Conversion converted

hurri47

Well-Known Member
I am the third or fourth owner of a converted mountain bike. When I bought it, it looked like this:

rons_original.jpg height:764px;


Once I determined that I was able to ride the beast, I started thinking of ways I would like to make it more my own. Here are the things I didn't like:

1) The seating was more upright than I was used to on my other recumbents - my hip angle likes to be more open - and it was already at the limit of adjustability.

2) It was too tall to fit upright even in my minivan.

3) The steering felt excessively flexy, due to both the height and general spindliness. It seemed to violate John's principle of minimizing joints in the steering train for best efficiency. In addition, the quill adapter kept loosening to the point that it would move during rides, even with scary amounts of torque applied to the tightening bolt. (The vertical stem bore may have been ovalizing.)

4) It was geared way too low. I never once even touched the granny ring, and in even the highest gear, I would spin out any time the road went downhill.


The seat recline was the easiest to solve. I slid the pan forward by 3/4 inch, using existing holes, which also tipped up the nose of the seat by a pleasing amount. I also tried a layback seat post, but this turned out to be excessive. After doing a comparison with my most comfortable bike (a Barcroft Virginia), I found I was able to duplicate that hip angle using the original seat post, with adjustability remaining both ways.

The handlebars seem to give trouble to many of us. I would have been happy with my knees either in front or behind the bars, but no matter what I did to raise, lower, reverse, or adjust the adjustable stem, my knees always came up directly under the bars. I was only able to lower it no more than an inch from the position in the pic.
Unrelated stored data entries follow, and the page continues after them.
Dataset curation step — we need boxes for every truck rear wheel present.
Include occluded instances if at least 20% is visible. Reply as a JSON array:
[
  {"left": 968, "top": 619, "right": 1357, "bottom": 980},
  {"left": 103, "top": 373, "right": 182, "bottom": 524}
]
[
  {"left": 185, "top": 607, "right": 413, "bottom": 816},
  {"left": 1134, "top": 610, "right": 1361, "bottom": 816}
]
The solution seen in the picture below was out in my garage. I stole the flat bar from my son's mountain bike, and I mated it to the stem I had left over from when I had modified the steering on the Virginia. My knees now come up in front of the bars and around five inches higher.

flat_bar02.jpg


I have ridden bikes with both Superman and praying hamster steering, and I much prefer my hands up and in rather than out straight. The downside in using that on this bike is that I'm asking much more of my arms than before. I am choosing to regard that as a good thing in two respects. First, I get a better upper body workout using biceps/triceps instead of pivoting stiff arms from my back. Second, I have motivation to do more foot steering and less bar wrestling.

I can now load the bike upright in my minivan through either back or side door, but it's close. I'm still looking for a half inch improvement in lowering the height.
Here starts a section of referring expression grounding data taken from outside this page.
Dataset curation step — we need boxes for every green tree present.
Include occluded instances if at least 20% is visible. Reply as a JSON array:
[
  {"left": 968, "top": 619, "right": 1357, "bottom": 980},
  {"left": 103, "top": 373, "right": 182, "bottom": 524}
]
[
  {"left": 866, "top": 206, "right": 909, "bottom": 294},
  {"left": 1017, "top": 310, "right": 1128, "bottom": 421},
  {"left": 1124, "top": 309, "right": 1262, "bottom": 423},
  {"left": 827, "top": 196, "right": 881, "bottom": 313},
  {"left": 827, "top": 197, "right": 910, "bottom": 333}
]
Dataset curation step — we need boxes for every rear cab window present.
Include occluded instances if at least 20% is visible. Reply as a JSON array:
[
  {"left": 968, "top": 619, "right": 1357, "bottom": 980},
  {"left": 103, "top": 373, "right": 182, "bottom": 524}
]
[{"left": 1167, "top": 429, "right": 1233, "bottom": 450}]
With the height problem essentially solved, I spent actual money having my local shop (Ajo Bikes, in Tucson) change out the mountain triple for a road triple. I still haven't seen a hill that forced me into granny gear, and my experience with the big ring is still fleeting, but I like having the options at both ends. With the big mountain cluster, a double may be more ideal, but I'll cross that bridge at Silvio time.

-Dan
 

Charles.Plager

Recumbent Quant
Very Nice.
Two comments:
1)


Very Nice.

Two comments:

1) You may want a shorter seatpost as it might hit the frame when compressed (sawing it is a cheap option).

2) Instead of the (somewhat convoluted) steering spacers (moving it from the fork forward a few inches and then moving it back), maybe put the steering extension tube back on the fork.

Keep us updated.

Charles
 

hurri47

Well-Known Member
Thanks for the observations,

Thanks for the observations, Charles!

1) I thought about sawing the seat post, but it has a nice finished end on it, and there's really no danger of collision the way I see the lower pivot location - swing arm motion looks fore-and-aft instead of vertical - plus I'm not really being a weight weenie on this bike.

2) I agree it looks odd at first glance, but the inverted forward-facing lower stem is actually a pretty ingenious way to avoid replacing the 1-9/16 inch Cannondale headset. I don't know if this was a Cruzbike factory mod, but it looks very professionally done. Again, no weight weenie here, and all the lever arms around the headset are short enough that everything feels nice and strong, especially once I installed the upper rear-facing stem instead of the ahead quill stem.